India’s sector for digital payments could increase dramatically from $3 trillion in 2022 to $10 trillion in 2026. While there are still some obstacles in the way of further adoption of digital payment services, the potential for growth is clear.

India’s market for digital payments is now at an inflection point and is expected to more than triple by 2026, according to a study from strategy consulting firm Boston Consulting Group in conjunction with PhonePe. By value, nearly 65% of all payments in India will be digital by 2026, as compared to 40% today.

Expanding merchant acceptance, digitisation of value chains, and establishment of financial services marketplace in underpenetrated segments are the primary factors that will spur the rapid growth of digital payments in India.

Exhibit 1 - 2021 Digital Payment Transactions of ~USD 3 Tn

Over the past years, India’s Unified Payments Interface – a payment system (developed by the National Payments Corporation of India) that allows users to link more than one bank account in a single smartphone app and make transfers – has gained significant adoption. Going forward, the technology will remain a major engine for growth.

Mostly used in India but also available in several other Asian countries, Unified Payments Interface is a platform for inter-bank peer-to-peer and person-to-merchant transactions. The technology enables users to pay and send money with services like Google Pay, PhonePe and other payments providers.

The platform has seen incredible growth, increasing from 5 billion transactions in 2019 to about 46 billion transactions in 2022; accounting for more than 60% of non-cash transaction volumes last year. The Unified Payments Interface is regulated by the Reserve Bank of India.

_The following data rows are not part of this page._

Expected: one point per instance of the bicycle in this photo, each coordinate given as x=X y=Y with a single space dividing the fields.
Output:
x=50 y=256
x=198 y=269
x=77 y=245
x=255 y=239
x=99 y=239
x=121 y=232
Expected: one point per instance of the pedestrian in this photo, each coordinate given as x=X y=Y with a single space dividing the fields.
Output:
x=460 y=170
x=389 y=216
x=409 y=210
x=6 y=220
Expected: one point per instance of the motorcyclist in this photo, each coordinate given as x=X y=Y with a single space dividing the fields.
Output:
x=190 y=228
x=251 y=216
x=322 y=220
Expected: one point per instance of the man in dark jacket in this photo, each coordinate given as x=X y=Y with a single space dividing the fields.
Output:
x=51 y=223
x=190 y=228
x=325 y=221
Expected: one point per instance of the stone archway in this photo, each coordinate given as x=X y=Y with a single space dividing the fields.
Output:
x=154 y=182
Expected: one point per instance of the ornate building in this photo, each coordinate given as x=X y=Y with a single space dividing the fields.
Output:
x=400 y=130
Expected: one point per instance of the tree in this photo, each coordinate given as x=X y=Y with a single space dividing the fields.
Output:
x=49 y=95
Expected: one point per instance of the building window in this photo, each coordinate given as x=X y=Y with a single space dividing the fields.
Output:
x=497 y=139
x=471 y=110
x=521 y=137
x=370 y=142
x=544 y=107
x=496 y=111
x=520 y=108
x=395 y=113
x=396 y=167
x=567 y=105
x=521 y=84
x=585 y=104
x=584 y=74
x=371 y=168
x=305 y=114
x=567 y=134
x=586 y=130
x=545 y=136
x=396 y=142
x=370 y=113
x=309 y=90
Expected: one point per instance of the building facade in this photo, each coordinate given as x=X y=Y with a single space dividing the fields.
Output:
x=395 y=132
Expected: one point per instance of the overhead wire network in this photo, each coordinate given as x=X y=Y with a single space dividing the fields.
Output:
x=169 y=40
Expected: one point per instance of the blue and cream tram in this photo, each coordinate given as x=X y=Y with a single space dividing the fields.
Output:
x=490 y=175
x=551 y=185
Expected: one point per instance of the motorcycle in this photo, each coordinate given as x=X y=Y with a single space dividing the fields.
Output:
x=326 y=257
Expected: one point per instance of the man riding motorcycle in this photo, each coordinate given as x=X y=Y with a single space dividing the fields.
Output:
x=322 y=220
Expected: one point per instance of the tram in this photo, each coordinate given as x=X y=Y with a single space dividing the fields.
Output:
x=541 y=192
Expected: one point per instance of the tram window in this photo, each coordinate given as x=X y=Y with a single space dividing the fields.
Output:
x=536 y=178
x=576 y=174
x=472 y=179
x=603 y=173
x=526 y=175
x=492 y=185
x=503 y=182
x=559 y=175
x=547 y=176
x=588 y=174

Exhibit 3 - UPI Adoption Expected to Rise

While the Unified Payments Interface (UPI) has revolutionised digital payments with interoperability and mandates, other rails such as the Bharat Bill Payment System (BBPS) have made the onerous task of bill payments a thing of the past, and the National Electronic Toll Collection (NETC) has digitised toll collections across the country.

Moreover, QR code standardisation has played an equally pivotal role to simplify merchant acceptance infrastructure providing uniform user experience for users and merchants alike, said the Boston Consulting Group report.

As a result of the improving merchant infrastructure, “we expect that merchant payments will soon outpace person-to-person fund transfers,” said Prateek Roongta, managing director and partner at Boston Consulting Group.

Exhibit 4 - Digital Merchant Payments' Share Growing Sharply

Geographical differences

Tier 1 and Tier 2 cities enjoy the highest penetration of digital payments, with a major share of digital savvy users, easy access to information on the use of digital payments, and a ubiquitous presence of a digital payment infrastructure at retailers. Unsurprisingly, bigger cities use digital payments more than smaller cities (Tier 3 and beyond) and in rural areas, penetration is significantly lower.

Across India’s states, the use of digital payments is uneven, mostly matching inequalities in wealth and access to infrastructure. Digital payment platforms are used far more in southern states like Maharashtra, Telangana, Andhra, Pradesh, and Karnataka.

Digital Transaction Penetration has Grown Unevenly Across States; Higher Penetration in Southern and Western India


“India is set to become a digital payment economy as source of payments invert. By 2026, non-cash payments will constitute nearly 65% of all payments, meaning that 2 out of 3 transactions (by value) will be digital,” said Roongta.

For the digital payments market to reach the expected $10 trillion mark, several issues must be addressed. Fraud and black market money remain an issue for users that are increasingly vulnerable to theft and regulators. Other obstacles include simplifying digital onboarding, reducing the strain on tech infrastructure of banks, and strengthening the country’s digital infrastructure.